Danny's mascot, Mr Spider


The Indian team from Harrow celebrate their success (photo: Danny Goh)

The walk back to Horton from Ingleborough was interminable. The paths were also a bit of a challenge once we got off the hard of Simon Fell, with mud baths to be circumvented or jumped across ditto the lumps of limestone exposed by the erosion - all in all a bit of an obstacle course and not conducive to speed. Psychologically it was hard too as due to a small ridge it is impossible to see Horton until you are almost there, save for a brief glimpse of the far side of the village when you are about a mile away.

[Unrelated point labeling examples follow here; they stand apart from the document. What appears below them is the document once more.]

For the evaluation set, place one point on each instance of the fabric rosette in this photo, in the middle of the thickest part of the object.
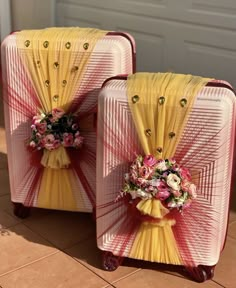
(53, 132)
(162, 179)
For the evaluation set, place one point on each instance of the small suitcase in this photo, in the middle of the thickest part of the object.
(45, 63)
(206, 147)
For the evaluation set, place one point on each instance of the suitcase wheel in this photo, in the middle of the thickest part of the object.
(111, 262)
(201, 273)
(20, 210)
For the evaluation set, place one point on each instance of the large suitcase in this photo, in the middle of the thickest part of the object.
(206, 148)
(66, 67)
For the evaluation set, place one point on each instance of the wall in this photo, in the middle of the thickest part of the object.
(185, 36)
(32, 14)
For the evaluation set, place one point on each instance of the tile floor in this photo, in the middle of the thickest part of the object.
(58, 249)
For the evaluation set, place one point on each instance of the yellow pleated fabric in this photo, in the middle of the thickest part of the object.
(56, 59)
(160, 104)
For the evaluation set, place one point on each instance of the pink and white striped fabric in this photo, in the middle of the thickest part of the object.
(114, 54)
(206, 147)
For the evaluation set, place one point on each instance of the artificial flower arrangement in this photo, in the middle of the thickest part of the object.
(165, 180)
(53, 129)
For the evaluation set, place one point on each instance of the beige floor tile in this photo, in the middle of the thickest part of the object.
(7, 220)
(55, 271)
(150, 278)
(225, 269)
(88, 254)
(62, 228)
(4, 182)
(20, 246)
(6, 204)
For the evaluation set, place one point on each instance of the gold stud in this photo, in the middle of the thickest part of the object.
(85, 46)
(55, 98)
(45, 44)
(56, 65)
(183, 102)
(172, 134)
(64, 82)
(68, 45)
(159, 149)
(74, 69)
(135, 99)
(148, 132)
(161, 100)
(27, 43)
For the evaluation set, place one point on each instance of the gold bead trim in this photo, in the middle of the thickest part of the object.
(56, 65)
(148, 132)
(161, 100)
(45, 44)
(183, 102)
(135, 99)
(68, 45)
(64, 82)
(74, 69)
(27, 43)
(85, 46)
(55, 98)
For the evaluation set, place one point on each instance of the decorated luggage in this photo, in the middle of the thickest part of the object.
(165, 153)
(51, 81)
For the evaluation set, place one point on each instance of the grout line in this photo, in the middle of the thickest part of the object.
(30, 263)
(126, 276)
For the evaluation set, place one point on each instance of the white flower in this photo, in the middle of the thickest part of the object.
(126, 176)
(173, 181)
(161, 165)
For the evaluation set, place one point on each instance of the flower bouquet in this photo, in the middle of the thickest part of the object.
(51, 130)
(149, 178)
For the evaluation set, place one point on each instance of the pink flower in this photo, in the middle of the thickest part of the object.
(161, 165)
(68, 139)
(163, 191)
(176, 193)
(78, 141)
(41, 127)
(173, 181)
(140, 182)
(187, 204)
(48, 142)
(32, 144)
(149, 160)
(74, 126)
(184, 172)
(56, 144)
(37, 119)
(145, 172)
(57, 113)
(163, 195)
(190, 188)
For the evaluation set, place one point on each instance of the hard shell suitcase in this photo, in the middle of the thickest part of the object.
(41, 71)
(206, 147)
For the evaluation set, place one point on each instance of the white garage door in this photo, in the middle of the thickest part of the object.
(184, 36)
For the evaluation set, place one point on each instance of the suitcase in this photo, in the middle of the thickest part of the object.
(64, 61)
(206, 148)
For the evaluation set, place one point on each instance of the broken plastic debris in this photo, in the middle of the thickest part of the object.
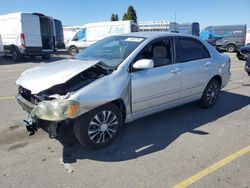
(67, 166)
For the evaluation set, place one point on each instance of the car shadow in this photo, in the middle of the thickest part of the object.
(8, 61)
(153, 133)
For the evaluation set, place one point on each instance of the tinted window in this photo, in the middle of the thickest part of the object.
(191, 49)
(160, 51)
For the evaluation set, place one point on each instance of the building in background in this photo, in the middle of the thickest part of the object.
(154, 25)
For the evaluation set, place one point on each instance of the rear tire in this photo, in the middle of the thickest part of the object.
(73, 50)
(47, 57)
(99, 127)
(15, 54)
(210, 94)
(231, 48)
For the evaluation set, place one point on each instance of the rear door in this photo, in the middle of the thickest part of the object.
(31, 29)
(196, 66)
(59, 34)
(157, 88)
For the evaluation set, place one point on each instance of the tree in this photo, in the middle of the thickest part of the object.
(114, 17)
(131, 14)
(125, 17)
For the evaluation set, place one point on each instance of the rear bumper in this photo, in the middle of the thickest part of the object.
(241, 56)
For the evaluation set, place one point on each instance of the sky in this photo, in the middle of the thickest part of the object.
(79, 12)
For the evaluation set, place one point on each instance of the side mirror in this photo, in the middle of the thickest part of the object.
(144, 64)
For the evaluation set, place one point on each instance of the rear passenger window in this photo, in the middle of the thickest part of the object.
(191, 49)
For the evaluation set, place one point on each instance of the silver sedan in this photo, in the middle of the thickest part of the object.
(120, 79)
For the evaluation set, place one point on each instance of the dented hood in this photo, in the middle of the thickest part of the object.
(43, 77)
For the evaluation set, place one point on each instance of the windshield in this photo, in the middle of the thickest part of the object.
(112, 51)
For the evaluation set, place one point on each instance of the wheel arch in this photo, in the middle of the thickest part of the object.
(121, 105)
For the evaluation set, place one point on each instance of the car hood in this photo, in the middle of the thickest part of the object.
(43, 77)
(247, 47)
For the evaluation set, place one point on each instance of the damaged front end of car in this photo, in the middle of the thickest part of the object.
(52, 107)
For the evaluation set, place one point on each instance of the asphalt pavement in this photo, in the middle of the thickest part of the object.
(184, 146)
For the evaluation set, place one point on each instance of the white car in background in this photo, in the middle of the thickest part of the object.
(1, 47)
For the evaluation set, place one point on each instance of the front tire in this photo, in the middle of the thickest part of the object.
(99, 127)
(15, 54)
(231, 48)
(210, 94)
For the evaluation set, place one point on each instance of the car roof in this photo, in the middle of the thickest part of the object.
(155, 34)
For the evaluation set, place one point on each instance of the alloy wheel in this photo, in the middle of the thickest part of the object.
(212, 93)
(102, 127)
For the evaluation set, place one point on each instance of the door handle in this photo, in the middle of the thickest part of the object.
(176, 70)
(207, 64)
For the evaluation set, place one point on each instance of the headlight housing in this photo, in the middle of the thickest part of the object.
(56, 110)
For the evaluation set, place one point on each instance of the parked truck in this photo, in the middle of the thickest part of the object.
(192, 28)
(92, 32)
(225, 37)
(29, 34)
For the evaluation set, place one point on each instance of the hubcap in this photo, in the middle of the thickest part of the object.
(212, 93)
(103, 127)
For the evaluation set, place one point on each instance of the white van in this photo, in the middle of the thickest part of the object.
(1, 47)
(27, 34)
(91, 33)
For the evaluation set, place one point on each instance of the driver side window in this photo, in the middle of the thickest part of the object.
(159, 51)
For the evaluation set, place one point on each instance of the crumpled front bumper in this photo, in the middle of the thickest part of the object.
(26, 105)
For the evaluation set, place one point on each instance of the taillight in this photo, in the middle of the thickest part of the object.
(22, 38)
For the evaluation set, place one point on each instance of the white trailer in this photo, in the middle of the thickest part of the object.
(27, 34)
(90, 33)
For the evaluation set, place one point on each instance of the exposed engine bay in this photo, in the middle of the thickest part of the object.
(63, 90)
(44, 109)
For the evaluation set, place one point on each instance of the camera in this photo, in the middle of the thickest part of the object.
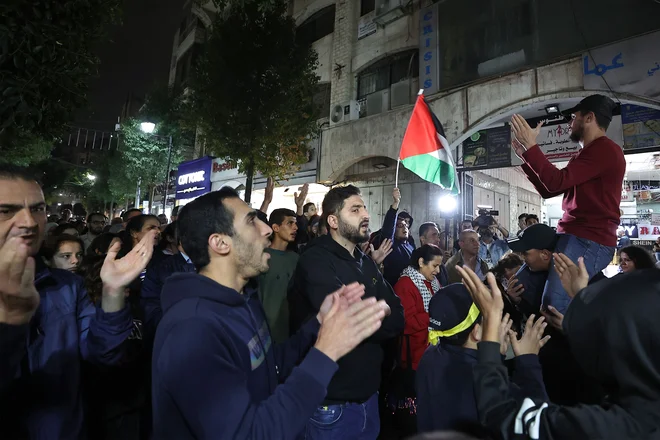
(485, 218)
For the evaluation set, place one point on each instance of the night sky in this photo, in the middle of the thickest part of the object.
(137, 57)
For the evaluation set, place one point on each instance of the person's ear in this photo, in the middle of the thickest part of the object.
(220, 244)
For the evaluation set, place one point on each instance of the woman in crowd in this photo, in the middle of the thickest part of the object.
(634, 258)
(117, 397)
(415, 288)
(64, 252)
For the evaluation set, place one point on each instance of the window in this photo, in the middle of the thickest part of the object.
(389, 71)
(367, 6)
(321, 100)
(317, 26)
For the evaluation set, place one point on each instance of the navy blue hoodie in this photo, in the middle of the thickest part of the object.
(216, 370)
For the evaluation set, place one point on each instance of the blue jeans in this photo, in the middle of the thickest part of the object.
(348, 421)
(596, 258)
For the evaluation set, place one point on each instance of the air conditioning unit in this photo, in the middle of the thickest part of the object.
(348, 111)
(404, 92)
(388, 11)
(378, 102)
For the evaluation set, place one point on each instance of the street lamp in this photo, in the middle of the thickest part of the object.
(148, 128)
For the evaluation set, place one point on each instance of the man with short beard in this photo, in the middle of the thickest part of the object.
(350, 408)
(591, 186)
(216, 372)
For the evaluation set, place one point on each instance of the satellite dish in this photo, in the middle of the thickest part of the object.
(337, 113)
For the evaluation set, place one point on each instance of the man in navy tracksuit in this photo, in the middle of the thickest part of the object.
(216, 372)
(48, 325)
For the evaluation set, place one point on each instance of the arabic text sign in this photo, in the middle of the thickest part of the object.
(489, 148)
(194, 178)
(630, 66)
(641, 126)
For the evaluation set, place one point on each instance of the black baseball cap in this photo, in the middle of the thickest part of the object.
(538, 236)
(451, 310)
(599, 104)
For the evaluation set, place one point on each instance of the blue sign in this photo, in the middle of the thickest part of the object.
(194, 178)
(429, 60)
(641, 127)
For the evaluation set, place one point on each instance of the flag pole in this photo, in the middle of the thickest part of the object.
(396, 176)
(398, 160)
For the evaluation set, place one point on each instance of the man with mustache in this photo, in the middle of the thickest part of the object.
(350, 408)
(48, 325)
(273, 284)
(590, 184)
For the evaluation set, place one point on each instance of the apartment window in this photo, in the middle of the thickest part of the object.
(367, 6)
(321, 100)
(382, 74)
(317, 26)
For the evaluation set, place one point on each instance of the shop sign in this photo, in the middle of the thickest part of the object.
(193, 178)
(429, 57)
(224, 170)
(641, 126)
(631, 66)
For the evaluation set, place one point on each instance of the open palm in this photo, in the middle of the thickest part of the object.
(573, 278)
(119, 273)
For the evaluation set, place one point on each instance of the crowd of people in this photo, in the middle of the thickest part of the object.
(228, 323)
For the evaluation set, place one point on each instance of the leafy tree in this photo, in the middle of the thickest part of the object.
(46, 58)
(251, 95)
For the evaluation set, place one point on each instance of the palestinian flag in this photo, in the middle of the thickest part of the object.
(425, 150)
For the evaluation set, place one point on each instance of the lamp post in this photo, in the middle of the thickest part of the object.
(448, 205)
(148, 128)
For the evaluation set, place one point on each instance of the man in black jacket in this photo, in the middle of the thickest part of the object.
(350, 409)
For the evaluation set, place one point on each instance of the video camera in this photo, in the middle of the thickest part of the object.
(485, 218)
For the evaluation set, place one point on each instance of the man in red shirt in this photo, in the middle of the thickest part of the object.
(591, 186)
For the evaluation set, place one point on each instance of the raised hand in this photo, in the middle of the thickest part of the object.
(19, 298)
(382, 252)
(345, 326)
(396, 197)
(299, 197)
(532, 339)
(505, 328)
(118, 274)
(515, 290)
(573, 278)
(554, 317)
(489, 301)
(349, 294)
(525, 134)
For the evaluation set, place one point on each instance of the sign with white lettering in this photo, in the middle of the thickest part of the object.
(193, 178)
(429, 57)
(629, 66)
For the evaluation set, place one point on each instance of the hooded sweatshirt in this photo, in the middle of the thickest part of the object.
(613, 329)
(402, 250)
(216, 371)
(323, 269)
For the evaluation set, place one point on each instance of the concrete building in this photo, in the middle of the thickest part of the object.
(481, 61)
(478, 61)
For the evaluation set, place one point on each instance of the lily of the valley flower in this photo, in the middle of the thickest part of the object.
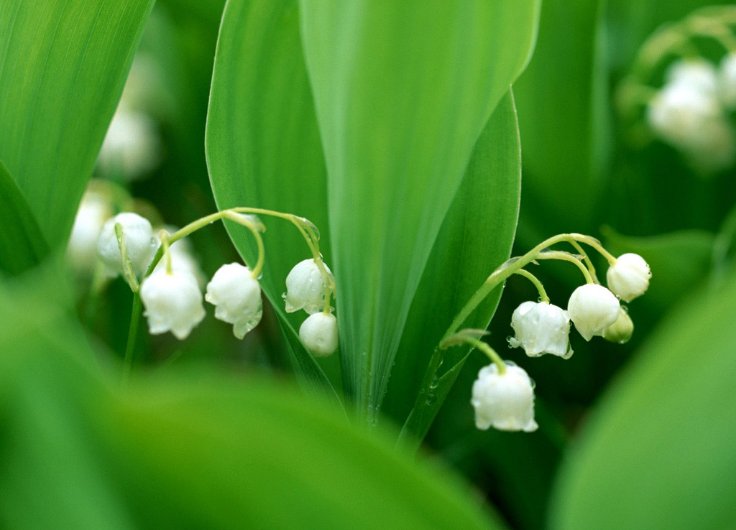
(541, 328)
(305, 288)
(629, 276)
(237, 298)
(318, 333)
(139, 243)
(504, 401)
(173, 302)
(593, 308)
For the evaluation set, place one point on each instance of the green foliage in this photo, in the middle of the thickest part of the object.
(21, 243)
(658, 452)
(63, 68)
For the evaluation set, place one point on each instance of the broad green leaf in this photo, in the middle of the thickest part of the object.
(263, 146)
(680, 261)
(62, 68)
(475, 238)
(563, 109)
(22, 244)
(658, 452)
(196, 449)
(402, 92)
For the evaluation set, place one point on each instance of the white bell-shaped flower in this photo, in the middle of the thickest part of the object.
(318, 333)
(139, 243)
(305, 288)
(93, 211)
(629, 276)
(173, 302)
(504, 401)
(592, 309)
(236, 296)
(727, 80)
(541, 328)
(698, 74)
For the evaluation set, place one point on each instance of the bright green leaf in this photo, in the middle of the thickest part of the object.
(402, 91)
(658, 452)
(62, 68)
(22, 244)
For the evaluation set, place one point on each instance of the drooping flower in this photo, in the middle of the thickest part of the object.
(173, 302)
(236, 296)
(305, 288)
(93, 211)
(592, 309)
(139, 243)
(504, 401)
(629, 276)
(541, 328)
(318, 333)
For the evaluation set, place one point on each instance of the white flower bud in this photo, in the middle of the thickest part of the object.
(305, 288)
(236, 296)
(592, 309)
(504, 401)
(139, 243)
(173, 303)
(131, 146)
(727, 80)
(93, 211)
(318, 333)
(695, 73)
(629, 276)
(541, 328)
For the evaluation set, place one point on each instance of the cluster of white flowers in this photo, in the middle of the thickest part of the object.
(505, 399)
(690, 112)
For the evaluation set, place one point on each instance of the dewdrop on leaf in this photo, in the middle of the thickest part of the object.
(504, 401)
(236, 296)
(139, 244)
(541, 328)
(173, 302)
(592, 309)
(318, 333)
(305, 287)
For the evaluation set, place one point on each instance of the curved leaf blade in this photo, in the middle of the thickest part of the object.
(62, 68)
(402, 93)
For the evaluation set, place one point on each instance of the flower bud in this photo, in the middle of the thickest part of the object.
(173, 302)
(305, 288)
(237, 298)
(139, 244)
(620, 331)
(592, 309)
(319, 334)
(93, 211)
(629, 276)
(504, 401)
(541, 328)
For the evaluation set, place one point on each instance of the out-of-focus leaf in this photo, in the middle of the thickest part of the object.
(679, 262)
(658, 452)
(563, 118)
(63, 66)
(475, 238)
(263, 146)
(22, 244)
(191, 450)
(402, 91)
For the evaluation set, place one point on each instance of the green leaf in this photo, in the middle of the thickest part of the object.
(263, 146)
(563, 109)
(197, 449)
(22, 245)
(463, 256)
(658, 452)
(402, 94)
(62, 68)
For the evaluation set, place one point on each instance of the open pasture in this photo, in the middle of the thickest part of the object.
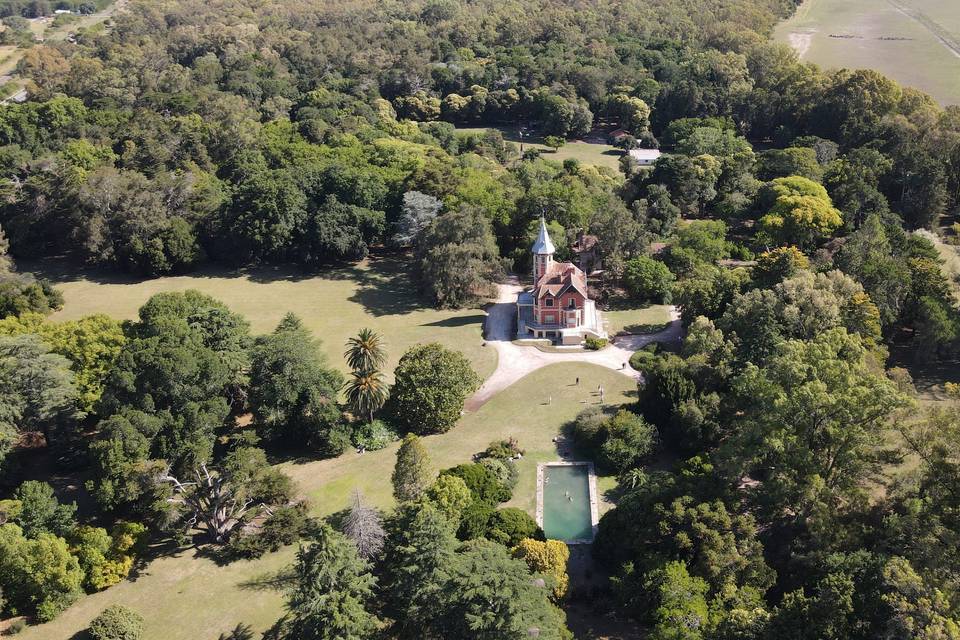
(916, 42)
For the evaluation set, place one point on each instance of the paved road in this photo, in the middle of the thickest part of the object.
(515, 362)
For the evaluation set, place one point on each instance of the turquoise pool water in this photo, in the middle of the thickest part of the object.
(566, 503)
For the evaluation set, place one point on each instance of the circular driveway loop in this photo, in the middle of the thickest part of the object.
(515, 362)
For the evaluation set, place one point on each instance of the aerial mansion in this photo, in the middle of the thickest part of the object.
(558, 306)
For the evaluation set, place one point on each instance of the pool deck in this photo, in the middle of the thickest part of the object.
(594, 503)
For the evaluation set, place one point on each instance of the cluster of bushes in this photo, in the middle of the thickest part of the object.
(47, 560)
(618, 442)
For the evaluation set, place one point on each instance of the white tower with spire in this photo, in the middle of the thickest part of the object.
(543, 251)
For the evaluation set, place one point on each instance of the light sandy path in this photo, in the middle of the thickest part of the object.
(515, 362)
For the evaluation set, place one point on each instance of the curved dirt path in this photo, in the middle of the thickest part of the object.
(515, 362)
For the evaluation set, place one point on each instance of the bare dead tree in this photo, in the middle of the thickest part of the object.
(364, 527)
(214, 502)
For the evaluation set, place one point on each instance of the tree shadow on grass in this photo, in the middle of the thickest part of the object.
(270, 581)
(457, 321)
(388, 291)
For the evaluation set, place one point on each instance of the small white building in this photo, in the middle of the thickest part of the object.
(645, 157)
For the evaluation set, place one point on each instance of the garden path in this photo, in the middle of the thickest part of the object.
(515, 361)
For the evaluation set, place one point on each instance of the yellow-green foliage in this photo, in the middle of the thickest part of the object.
(107, 559)
(801, 214)
(450, 495)
(92, 345)
(549, 558)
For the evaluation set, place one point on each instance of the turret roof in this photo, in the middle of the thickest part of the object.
(543, 245)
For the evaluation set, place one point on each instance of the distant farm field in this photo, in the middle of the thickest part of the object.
(333, 304)
(916, 42)
(588, 151)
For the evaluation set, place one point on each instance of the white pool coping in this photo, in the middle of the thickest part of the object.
(594, 501)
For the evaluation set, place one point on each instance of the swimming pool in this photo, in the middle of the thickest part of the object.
(566, 501)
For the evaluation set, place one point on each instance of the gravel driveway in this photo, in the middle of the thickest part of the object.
(514, 362)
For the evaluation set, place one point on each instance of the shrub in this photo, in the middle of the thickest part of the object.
(16, 627)
(451, 496)
(618, 442)
(503, 449)
(473, 521)
(375, 435)
(594, 344)
(117, 622)
(588, 428)
(628, 439)
(482, 482)
(504, 470)
(511, 525)
(646, 279)
(547, 557)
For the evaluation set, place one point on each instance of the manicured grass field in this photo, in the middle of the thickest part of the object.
(916, 42)
(185, 597)
(334, 305)
(595, 153)
(644, 320)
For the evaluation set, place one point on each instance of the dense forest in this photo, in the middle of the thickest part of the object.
(795, 219)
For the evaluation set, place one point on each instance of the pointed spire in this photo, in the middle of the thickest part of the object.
(543, 245)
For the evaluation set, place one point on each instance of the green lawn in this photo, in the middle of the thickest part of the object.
(334, 304)
(185, 597)
(597, 154)
(644, 320)
(916, 42)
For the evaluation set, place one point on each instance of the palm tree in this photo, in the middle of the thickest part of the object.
(365, 353)
(366, 393)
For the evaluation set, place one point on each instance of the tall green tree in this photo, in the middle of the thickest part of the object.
(41, 512)
(491, 596)
(37, 390)
(417, 559)
(431, 385)
(366, 390)
(331, 592)
(411, 472)
(293, 393)
(365, 351)
(458, 259)
(812, 418)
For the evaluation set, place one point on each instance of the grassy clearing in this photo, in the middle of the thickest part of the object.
(914, 41)
(185, 597)
(333, 305)
(644, 320)
(43, 28)
(595, 153)
(521, 411)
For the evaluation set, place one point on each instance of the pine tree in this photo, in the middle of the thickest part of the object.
(332, 587)
(419, 552)
(411, 473)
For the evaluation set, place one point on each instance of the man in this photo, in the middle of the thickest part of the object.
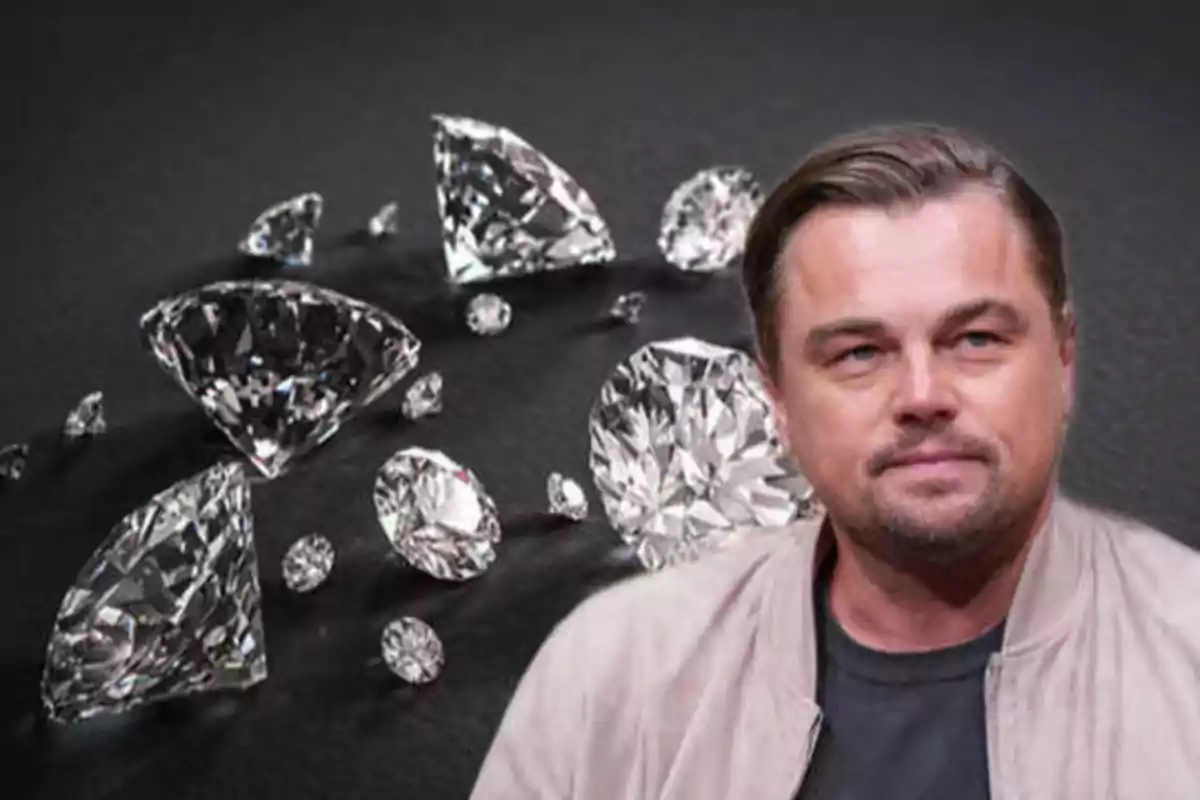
(954, 626)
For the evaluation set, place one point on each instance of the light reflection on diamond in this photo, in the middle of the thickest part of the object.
(168, 605)
(279, 365)
(507, 209)
(437, 515)
(684, 451)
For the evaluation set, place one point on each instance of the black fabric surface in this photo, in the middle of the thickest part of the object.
(142, 139)
(907, 726)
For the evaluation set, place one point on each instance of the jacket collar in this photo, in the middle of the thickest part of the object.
(1050, 594)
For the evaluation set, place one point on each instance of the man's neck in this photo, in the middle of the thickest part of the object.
(900, 611)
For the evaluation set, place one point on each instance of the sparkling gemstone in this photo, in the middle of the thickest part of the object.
(168, 605)
(12, 461)
(413, 650)
(567, 498)
(684, 451)
(87, 419)
(279, 365)
(706, 220)
(307, 563)
(437, 515)
(285, 230)
(385, 222)
(507, 209)
(489, 314)
(424, 397)
(628, 307)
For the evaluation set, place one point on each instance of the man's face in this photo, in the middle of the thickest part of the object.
(922, 384)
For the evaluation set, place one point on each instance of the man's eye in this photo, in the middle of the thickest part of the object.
(861, 353)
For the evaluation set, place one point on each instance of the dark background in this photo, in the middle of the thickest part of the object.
(141, 142)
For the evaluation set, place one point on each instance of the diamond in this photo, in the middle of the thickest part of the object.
(684, 451)
(628, 307)
(385, 222)
(285, 230)
(413, 650)
(307, 563)
(507, 209)
(707, 217)
(489, 314)
(12, 461)
(279, 365)
(437, 515)
(424, 397)
(567, 498)
(167, 606)
(87, 419)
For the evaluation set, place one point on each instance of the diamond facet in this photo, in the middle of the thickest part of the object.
(628, 307)
(706, 220)
(285, 230)
(567, 498)
(424, 397)
(437, 515)
(507, 209)
(307, 563)
(168, 605)
(385, 222)
(413, 650)
(684, 451)
(489, 314)
(87, 419)
(279, 365)
(12, 461)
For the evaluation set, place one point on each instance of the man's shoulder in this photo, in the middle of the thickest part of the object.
(1150, 564)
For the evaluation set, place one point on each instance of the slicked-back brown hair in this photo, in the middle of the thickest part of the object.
(887, 166)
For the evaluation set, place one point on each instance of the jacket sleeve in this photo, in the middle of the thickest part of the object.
(543, 737)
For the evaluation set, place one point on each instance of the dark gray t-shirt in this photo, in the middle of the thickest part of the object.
(898, 726)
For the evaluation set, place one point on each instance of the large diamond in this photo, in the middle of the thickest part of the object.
(437, 515)
(285, 230)
(684, 451)
(706, 218)
(168, 605)
(279, 365)
(507, 209)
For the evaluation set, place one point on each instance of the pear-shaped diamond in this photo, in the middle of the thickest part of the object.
(706, 220)
(279, 365)
(437, 515)
(684, 451)
(87, 419)
(507, 209)
(285, 230)
(168, 605)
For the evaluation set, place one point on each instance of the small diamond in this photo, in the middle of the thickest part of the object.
(285, 230)
(307, 563)
(684, 451)
(87, 419)
(628, 307)
(12, 462)
(385, 222)
(567, 498)
(413, 650)
(437, 515)
(168, 605)
(507, 209)
(424, 397)
(279, 365)
(489, 314)
(706, 220)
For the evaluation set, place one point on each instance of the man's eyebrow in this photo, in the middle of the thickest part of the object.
(865, 326)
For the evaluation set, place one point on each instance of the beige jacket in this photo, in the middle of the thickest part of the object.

The sun had almost completely set when we got back, and under the clear skies the temperature was dropping markedly. We walked uphill(!) over the aforementioned ridge to be greeted by the railway station and the lights of the village. "Look! There's some more!" said a girl as we walked into the car park. Certainly there weren't many behind us - probably more than half of those who started must have dropped out at some point. It was now 7.55pm, and would be 7.58 before I could get to the cafe. 12 hours and 38 minutes, the hypoglycaemic episode had cost me - the others (by now in The Crown) had managed it a whole hour faster in the end. Still, at least I'd done it - only now I'll have to do it again!

Looking back at Ingleborough as the sun goes down - still nearly an hour to go until we were back in Horton

Video: Chapel-le-Dale to The Crown, Horton-in-Ribblesdale
(via Ingleborough, of course!). Recovering with a pint of Black Sheep...

1 comment:

Jen said...

More fantastic photographs! I feel a little exhausted just hearing about that mighty trek!